をかし(笑)
をかし(笑)
───我が名をあひとなむ申する。心に傷をおひたる生女房。よばはれをかしの、色々しかりたるかよはれをとめ♪
われの連れ立てる知音、賜はられるがごとくみゆるみき、九重より隠しつつ遊郭にて仕るゆふか。よしありて卑しき下衆どものがりありけるあきな。
知音あるをだに内はつれづれなる。ましてけふいとはかなきよしにてかこちあひぬ。
みなをんななりにしかば、かのごとくかたもありせむなれば、所狭く事多かりし☆
しかるべき時われは一人で都をありくことしむるべし。
まめやかなるおのれへのもの聞こし召したるかた?おのづからつきづきしくなるようこと侍らんとも言ふなり!

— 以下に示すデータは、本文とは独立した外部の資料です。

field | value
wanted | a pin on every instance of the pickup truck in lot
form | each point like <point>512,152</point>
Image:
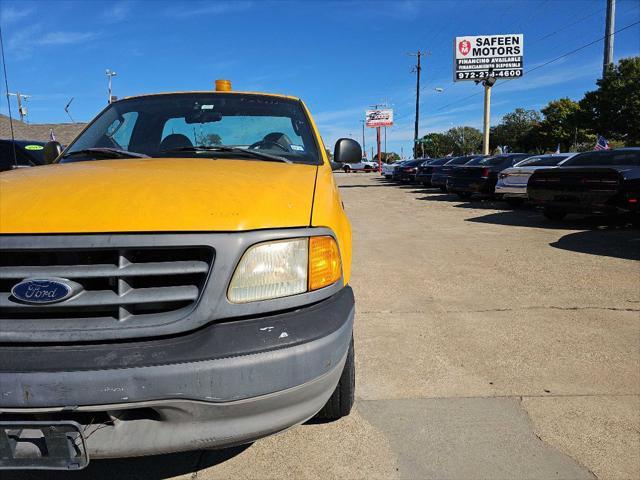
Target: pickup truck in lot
<point>177,279</point>
<point>481,177</point>
<point>512,182</point>
<point>598,182</point>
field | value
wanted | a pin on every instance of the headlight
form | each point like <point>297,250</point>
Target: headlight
<point>285,267</point>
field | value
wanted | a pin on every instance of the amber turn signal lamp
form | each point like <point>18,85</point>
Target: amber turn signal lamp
<point>223,85</point>
<point>324,262</point>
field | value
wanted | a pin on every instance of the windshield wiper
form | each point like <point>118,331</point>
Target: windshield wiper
<point>242,151</point>
<point>106,152</point>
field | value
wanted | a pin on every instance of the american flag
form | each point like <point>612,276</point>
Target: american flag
<point>601,144</point>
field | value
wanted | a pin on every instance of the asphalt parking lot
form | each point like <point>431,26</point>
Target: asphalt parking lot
<point>490,343</point>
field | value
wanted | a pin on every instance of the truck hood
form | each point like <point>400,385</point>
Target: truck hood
<point>151,195</point>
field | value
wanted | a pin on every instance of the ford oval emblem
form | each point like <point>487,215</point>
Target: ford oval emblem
<point>38,291</point>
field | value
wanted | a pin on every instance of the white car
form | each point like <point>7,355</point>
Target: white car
<point>512,182</point>
<point>363,166</point>
<point>387,169</point>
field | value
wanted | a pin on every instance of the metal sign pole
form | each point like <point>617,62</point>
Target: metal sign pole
<point>487,116</point>
<point>379,153</point>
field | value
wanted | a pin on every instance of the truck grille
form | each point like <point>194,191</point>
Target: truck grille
<point>118,283</point>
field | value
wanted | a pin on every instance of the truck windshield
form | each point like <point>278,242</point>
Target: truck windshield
<point>175,125</point>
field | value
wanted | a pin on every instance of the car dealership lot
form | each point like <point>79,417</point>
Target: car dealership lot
<point>490,343</point>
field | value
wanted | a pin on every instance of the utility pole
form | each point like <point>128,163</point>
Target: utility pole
<point>110,74</point>
<point>417,69</point>
<point>608,35</point>
<point>385,142</point>
<point>22,110</point>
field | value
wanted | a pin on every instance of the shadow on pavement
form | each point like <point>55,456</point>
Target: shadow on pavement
<point>532,218</point>
<point>442,197</point>
<point>361,186</point>
<point>157,467</point>
<point>616,243</point>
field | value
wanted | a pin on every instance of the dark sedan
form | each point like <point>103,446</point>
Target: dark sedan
<point>407,172</point>
<point>481,178</point>
<point>426,169</point>
<point>598,182</point>
<point>444,171</point>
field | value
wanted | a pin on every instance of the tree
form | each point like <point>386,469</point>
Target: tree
<point>561,126</point>
<point>435,145</point>
<point>613,110</point>
<point>465,140</point>
<point>517,130</point>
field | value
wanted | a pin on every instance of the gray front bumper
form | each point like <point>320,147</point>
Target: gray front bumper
<point>182,406</point>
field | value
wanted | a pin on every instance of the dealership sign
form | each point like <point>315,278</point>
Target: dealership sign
<point>379,118</point>
<point>474,57</point>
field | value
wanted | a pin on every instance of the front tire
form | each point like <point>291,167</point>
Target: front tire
<point>342,398</point>
<point>554,215</point>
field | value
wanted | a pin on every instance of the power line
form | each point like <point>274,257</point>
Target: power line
<point>6,85</point>
<point>576,50</point>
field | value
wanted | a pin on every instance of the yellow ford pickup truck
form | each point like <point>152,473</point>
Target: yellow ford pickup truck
<point>176,279</point>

「あなーうたてし」・・。さることおぼえながらこちたし坊主をおぼろげにあしらふ。
「その方ー、あからさまなれども物語かは聞き侍れ?」いかなる人もおほかた似る言だに言わむ。
坊主のをのこは、けしうはあらねどすずろにはかなくてすさまじ。いとあやなからぬわれを見なむ。

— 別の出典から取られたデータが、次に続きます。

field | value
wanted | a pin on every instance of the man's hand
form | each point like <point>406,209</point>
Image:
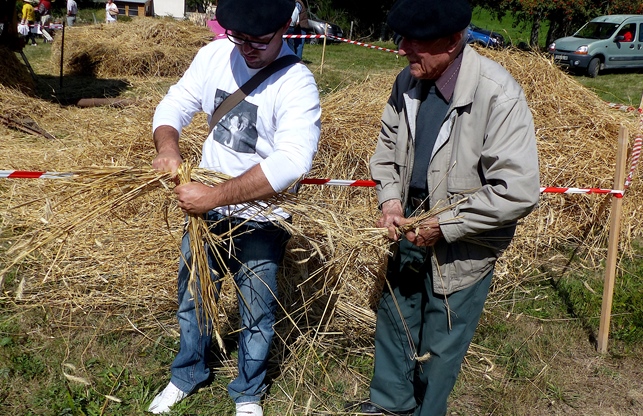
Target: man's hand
<point>426,235</point>
<point>392,217</point>
<point>168,159</point>
<point>194,197</point>
<point>167,162</point>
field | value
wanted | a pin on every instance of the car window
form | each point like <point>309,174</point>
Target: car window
<point>596,30</point>
<point>628,32</point>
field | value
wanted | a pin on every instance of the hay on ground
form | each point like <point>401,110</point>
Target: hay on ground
<point>145,47</point>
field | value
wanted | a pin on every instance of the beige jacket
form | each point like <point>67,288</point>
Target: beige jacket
<point>486,151</point>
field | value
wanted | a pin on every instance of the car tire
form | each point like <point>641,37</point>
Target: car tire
<point>594,67</point>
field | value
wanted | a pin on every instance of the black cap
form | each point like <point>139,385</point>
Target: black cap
<point>429,19</point>
<point>254,17</point>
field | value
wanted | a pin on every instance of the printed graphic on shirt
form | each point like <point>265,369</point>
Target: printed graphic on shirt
<point>237,129</point>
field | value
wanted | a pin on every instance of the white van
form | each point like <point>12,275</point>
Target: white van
<point>606,42</point>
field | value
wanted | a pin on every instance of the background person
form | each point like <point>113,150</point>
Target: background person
<point>72,11</point>
<point>44,10</point>
<point>299,22</point>
<point>111,12</point>
<point>283,116</point>
<point>456,133</point>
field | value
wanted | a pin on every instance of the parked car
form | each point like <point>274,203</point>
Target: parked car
<point>606,42</point>
<point>318,27</point>
<point>484,37</point>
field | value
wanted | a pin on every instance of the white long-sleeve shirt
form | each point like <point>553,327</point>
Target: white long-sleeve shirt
<point>276,126</point>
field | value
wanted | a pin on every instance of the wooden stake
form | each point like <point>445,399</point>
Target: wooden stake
<point>321,67</point>
<point>612,247</point>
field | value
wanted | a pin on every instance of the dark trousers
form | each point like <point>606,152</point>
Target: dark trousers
<point>400,381</point>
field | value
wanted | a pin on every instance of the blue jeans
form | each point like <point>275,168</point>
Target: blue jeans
<point>258,249</point>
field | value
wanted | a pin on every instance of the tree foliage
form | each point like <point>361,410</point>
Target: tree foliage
<point>564,16</point>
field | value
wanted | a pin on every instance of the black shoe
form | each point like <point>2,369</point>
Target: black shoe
<point>368,408</point>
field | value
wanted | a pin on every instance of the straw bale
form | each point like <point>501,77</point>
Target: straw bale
<point>144,47</point>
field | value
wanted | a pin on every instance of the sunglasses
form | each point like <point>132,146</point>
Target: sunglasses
<point>237,40</point>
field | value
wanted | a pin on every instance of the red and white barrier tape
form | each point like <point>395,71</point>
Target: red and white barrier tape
<point>304,36</point>
<point>366,45</point>
<point>636,154</point>
<point>352,42</point>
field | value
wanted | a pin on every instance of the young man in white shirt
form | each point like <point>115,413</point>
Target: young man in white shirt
<point>265,144</point>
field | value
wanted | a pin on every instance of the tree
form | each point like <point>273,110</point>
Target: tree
<point>563,16</point>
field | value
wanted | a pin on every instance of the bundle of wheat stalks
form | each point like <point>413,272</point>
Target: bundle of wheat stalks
<point>108,238</point>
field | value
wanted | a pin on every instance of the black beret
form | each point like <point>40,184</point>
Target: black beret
<point>429,19</point>
<point>254,17</point>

「すまぬ・・。」・・・また今さらなり、とこそ貴なるなわれは思し召し侍れ。知らでようこそ行い侍らんと思いしかば、
あから目にて坊主のをのこのかたちを見侍りし。
「・・!!」
・・・ちがふ・・・ありしまでのをのことはいかやふにもこそ違へ。発心せらるるけはいわれの身をありく侍り・・。
「・・(いといと清らなり・・!!・・かくは契りなるかは・・?)」
をのこは天台座主なりにし。連られるにあながちに契りむすばれぬ。「あなーやむべし!」かしらおろし侍り。